Pandora-Papiere

Rechtsstaat in der Pflicht

Das neue Datenkonvolut über geheime Vermögen Hunderter Politiker und Amtsträger ist etwas größer als das der Panama Papers. Gesetzlich ist seit den Enthüllungen vor fünf Jahren einiges geschehen.

Rechtsstaat in der Pflicht

Ein neues Datenleck hat das Vermögen von mehr als 330 Politikern und Amtsträgern in fast 100 Ländern in Trusts, Stiftungen und Briefkastenfirmen in die Öffentlichkeit gebracht. Ein internationales Netzwerk von Investigativjournalisten wertete 11,9 Millionen bislang geheime Dokumente von 14 in Steueroasen tätigen Finanzdienstleistern aus. Das Datenkonvolut ist damit etwas größer als das der Panama Papers, die auf einen einzigen Finanzdienstleister zurückgingen und 2016 in die Öffentlichkeit gelangten. So weit die Fakten. Bekannte Namen wie der jordanische König Abdullah, der tschechische Premierminister Andrej Babiš und der frühere britische Premier Tony Blair sind unter den Enthüllten. Wie es scheint, steht Deutschland nicht im Mittelpunkt. Nichts davon ist nachrecherchierbar, da nur ein begrenzter Kreis von Journalisten Zugang hat.

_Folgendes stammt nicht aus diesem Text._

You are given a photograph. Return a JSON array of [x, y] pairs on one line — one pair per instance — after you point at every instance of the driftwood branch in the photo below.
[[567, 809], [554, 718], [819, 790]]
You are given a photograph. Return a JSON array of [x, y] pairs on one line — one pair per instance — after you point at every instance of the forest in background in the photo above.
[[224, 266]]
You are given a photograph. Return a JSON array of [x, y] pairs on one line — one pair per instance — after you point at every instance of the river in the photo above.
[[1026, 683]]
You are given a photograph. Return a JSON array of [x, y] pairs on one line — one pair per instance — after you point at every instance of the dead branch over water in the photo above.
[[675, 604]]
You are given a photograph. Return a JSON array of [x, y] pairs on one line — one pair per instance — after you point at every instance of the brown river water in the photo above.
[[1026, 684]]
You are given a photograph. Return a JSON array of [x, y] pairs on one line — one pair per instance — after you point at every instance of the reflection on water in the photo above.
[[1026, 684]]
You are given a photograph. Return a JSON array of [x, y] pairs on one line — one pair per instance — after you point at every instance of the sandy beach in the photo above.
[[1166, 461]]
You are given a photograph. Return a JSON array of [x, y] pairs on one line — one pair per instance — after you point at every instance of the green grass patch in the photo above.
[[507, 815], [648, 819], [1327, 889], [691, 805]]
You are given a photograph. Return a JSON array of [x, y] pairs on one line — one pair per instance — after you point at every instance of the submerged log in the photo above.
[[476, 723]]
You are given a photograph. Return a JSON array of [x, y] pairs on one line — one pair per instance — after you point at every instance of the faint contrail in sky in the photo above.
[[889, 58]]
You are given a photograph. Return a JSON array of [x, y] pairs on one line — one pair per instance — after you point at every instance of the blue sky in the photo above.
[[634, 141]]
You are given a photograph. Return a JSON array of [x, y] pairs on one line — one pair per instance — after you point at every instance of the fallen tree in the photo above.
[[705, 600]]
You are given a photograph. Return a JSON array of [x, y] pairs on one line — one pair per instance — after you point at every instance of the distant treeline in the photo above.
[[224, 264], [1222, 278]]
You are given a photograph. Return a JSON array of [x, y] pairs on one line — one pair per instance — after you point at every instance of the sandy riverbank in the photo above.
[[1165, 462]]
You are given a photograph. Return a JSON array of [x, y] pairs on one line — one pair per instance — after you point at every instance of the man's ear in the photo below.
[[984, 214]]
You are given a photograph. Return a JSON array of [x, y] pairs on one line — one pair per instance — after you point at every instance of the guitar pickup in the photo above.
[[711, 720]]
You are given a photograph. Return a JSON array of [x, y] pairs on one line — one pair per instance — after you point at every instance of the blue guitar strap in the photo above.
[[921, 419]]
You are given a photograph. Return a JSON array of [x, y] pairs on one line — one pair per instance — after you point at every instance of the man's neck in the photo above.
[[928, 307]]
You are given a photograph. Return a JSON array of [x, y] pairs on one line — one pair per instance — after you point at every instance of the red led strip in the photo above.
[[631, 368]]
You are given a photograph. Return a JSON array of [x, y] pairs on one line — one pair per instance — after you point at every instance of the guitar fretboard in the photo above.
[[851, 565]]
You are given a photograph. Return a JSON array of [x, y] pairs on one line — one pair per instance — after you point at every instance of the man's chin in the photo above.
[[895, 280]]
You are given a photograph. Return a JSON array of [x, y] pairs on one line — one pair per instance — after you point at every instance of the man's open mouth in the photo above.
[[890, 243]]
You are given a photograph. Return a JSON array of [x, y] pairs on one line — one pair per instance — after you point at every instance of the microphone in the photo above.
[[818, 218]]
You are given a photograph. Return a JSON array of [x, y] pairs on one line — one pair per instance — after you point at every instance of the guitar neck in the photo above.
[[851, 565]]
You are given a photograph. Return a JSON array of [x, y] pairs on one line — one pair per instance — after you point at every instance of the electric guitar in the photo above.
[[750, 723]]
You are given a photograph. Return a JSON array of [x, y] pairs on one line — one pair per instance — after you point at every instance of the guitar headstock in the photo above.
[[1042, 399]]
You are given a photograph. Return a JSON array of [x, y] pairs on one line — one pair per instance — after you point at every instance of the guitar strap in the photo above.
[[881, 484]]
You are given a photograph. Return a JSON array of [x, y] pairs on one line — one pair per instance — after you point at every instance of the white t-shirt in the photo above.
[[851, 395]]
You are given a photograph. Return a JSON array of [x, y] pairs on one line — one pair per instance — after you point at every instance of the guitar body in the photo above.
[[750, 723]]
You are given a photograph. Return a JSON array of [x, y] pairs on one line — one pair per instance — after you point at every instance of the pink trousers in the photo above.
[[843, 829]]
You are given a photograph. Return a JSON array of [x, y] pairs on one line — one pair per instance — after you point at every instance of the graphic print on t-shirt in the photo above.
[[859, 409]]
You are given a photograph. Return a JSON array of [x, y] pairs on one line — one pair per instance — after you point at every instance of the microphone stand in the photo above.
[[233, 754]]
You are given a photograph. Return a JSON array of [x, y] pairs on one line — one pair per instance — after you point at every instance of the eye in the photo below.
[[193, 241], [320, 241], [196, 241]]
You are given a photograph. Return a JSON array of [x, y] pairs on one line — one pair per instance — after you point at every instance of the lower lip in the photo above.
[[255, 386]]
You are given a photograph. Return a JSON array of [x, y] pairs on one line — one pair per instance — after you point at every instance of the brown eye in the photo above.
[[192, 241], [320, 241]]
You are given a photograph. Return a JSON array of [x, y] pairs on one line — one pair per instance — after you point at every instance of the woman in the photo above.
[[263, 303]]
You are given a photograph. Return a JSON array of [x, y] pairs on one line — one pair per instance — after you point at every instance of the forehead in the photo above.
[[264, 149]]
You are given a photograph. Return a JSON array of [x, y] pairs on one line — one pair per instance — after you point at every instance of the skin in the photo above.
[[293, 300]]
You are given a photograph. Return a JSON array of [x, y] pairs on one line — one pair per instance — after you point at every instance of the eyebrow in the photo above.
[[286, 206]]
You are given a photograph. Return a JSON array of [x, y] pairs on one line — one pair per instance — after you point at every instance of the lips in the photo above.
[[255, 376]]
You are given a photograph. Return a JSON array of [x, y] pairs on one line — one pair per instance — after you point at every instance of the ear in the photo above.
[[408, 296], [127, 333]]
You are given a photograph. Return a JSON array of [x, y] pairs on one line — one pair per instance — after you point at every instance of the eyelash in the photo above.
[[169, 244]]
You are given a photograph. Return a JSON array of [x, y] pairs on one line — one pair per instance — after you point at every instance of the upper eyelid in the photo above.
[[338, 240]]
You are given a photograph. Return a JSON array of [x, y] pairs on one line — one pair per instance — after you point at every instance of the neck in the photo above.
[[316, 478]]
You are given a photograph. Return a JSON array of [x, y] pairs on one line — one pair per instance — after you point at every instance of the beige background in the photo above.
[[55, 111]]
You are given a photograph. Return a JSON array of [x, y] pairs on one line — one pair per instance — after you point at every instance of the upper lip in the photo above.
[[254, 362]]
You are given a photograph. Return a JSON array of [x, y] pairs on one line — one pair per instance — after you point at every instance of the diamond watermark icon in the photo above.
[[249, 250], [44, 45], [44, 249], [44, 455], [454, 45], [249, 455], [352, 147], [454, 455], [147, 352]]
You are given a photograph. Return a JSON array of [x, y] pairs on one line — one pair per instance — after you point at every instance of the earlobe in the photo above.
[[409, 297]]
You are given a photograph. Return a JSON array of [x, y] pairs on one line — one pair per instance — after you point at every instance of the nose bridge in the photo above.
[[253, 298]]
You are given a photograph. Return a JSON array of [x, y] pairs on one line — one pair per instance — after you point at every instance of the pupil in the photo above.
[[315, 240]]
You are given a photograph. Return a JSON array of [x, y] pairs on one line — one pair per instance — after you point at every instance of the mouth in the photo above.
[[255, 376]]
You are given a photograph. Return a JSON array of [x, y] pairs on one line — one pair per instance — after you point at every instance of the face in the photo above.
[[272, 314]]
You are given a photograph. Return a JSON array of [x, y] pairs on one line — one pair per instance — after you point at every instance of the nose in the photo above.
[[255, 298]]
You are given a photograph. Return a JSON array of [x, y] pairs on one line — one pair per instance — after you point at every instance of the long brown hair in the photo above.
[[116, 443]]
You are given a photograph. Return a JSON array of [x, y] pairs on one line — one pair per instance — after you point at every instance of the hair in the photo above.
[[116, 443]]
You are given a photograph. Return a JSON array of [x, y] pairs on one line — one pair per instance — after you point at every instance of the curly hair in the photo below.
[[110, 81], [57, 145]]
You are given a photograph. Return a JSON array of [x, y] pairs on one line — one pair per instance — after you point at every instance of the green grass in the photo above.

Briefkastenfirmen sind nicht verboten. Rechtswidrig ist es aber, wenn durch diese Kon­struktion Steuern hinterzogen oder gesetzliche Meldepflichten etwa für Träger öffentlicher Ämter verletzt werden. Solche Straftaten müssen geahndet werden. Wie die Sachverhalte im Einzelnen zu bewerten sind, ist nun genau zu klären. Ein Journalistennetzwerk kann das nicht. Die Aufklärung gehört in einem Rechtsstaat in die Hand der Strafverfolgung und der Gerichte. Die Auswertung der Panama Papers wurde in Deutschland zentral bei der Finanzverwaltung in Hessen mit Ermittlern in Kassel gebündelt. Auf rund 72 Mill. Euro aus Steuernachzahlungen und Strafen im In- und Ausland belief sich die in diesem Februar veröffentlichte Bilanz. Die dazu benötigten Daten mussten die Behörden selbst aus illegalen Quellen ankaufen. Es zeigt, dass sich das Pressenetzwerk nicht als Robin-Hood-Bewegung versteht.

Gesetzlich ist einiges geschehen: Ein Transparenzregister legt hierzulande für Behörden die wirtschaftlich Berechtigten offen. Mit der jüngsten Geldwäschereform wurde das Transparenzregister zum Vollregister erweitert, so dass Daten innerhalb Europas einsehbar sind. Einen globalen Datenaustausch gibt es in Steuerfragen. Wo sich Lücken zeigen, muss der Gesetzgeber nachbessern. Nicht hilfreich sind indessen Schnellschüsse wie die des SPD-Vorsitzenden Norbert Walter-Borjans. Er forderte härtere Strafen für die Verletzung von Meldepflichten. Wenn die beim Bundesfinanzministerium aufgehängte Anti-Geldwäsche-Einheit FIU nicht einmal in der Lage ist, Meldungen zeitgerecht zu bearbeiten, ist bei Vollmundigkeit allerdings Vorsicht geboten.